競技会2日目の朝、ダーインの心には焦りと後悔が有った。昨日の小隊用訓練装置の部で、20分間をクリアできなかったからだ。
「小隊長かラッハに抜かれる可能性があるよな…まぁ、終わった事か…」
悔やんでも悔やみきれない。たらればの話だが、あの時に手が滑らなければ…と思うと、正直やり切れない気持ちになる。
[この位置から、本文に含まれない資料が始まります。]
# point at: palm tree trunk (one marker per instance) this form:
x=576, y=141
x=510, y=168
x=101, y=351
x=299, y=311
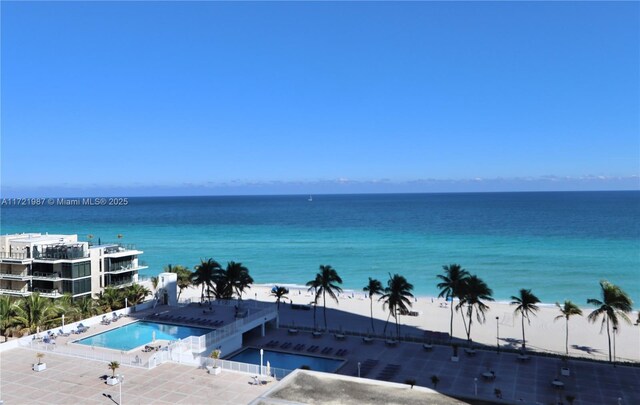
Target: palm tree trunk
x=524, y=342
x=566, y=334
x=384, y=331
x=324, y=298
x=372, y=327
x=451, y=322
x=470, y=312
x=609, y=338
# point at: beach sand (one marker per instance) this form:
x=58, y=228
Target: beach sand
x=543, y=334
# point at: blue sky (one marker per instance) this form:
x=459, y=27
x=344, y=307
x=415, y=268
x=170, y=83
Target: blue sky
x=123, y=98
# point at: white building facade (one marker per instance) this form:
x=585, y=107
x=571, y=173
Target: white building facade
x=54, y=265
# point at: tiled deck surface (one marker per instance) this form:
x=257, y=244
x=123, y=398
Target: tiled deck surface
x=69, y=380
x=74, y=380
x=520, y=382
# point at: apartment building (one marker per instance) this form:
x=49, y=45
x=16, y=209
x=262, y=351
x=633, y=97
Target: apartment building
x=54, y=265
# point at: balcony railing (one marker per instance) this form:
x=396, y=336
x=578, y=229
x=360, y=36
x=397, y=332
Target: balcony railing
x=110, y=248
x=13, y=276
x=49, y=276
x=61, y=252
x=13, y=255
x=10, y=291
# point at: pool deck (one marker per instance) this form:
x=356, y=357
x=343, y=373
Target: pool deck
x=520, y=381
x=69, y=380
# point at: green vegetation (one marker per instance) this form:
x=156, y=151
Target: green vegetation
x=566, y=311
x=525, y=306
x=373, y=288
x=472, y=291
x=450, y=286
x=396, y=298
x=615, y=304
x=326, y=281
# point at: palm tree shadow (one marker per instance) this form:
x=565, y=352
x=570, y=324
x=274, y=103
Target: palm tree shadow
x=586, y=349
x=110, y=397
x=512, y=343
ダーインは、昨日の結果を心に受け止め、ABLMに乗り込んだ。
今日は格闘訓練装置の部を2回実施する。午前中に1回、午後に1回だ。
小隊長とラッハも、格闘訓練装置に関しては1回ずつ残していると言っていた。
ラッハの記録を破れるか?不安はある。
ラッハの記録を破ると言う事は、自己ベストを更新しなければならないと言う事だからだ。
今日、本番にそれができるのか…
ABLMの点検をしていると、中隊長とクロが応援に来た。この2人は本当に仲が良い。見ていて微笑ましいな…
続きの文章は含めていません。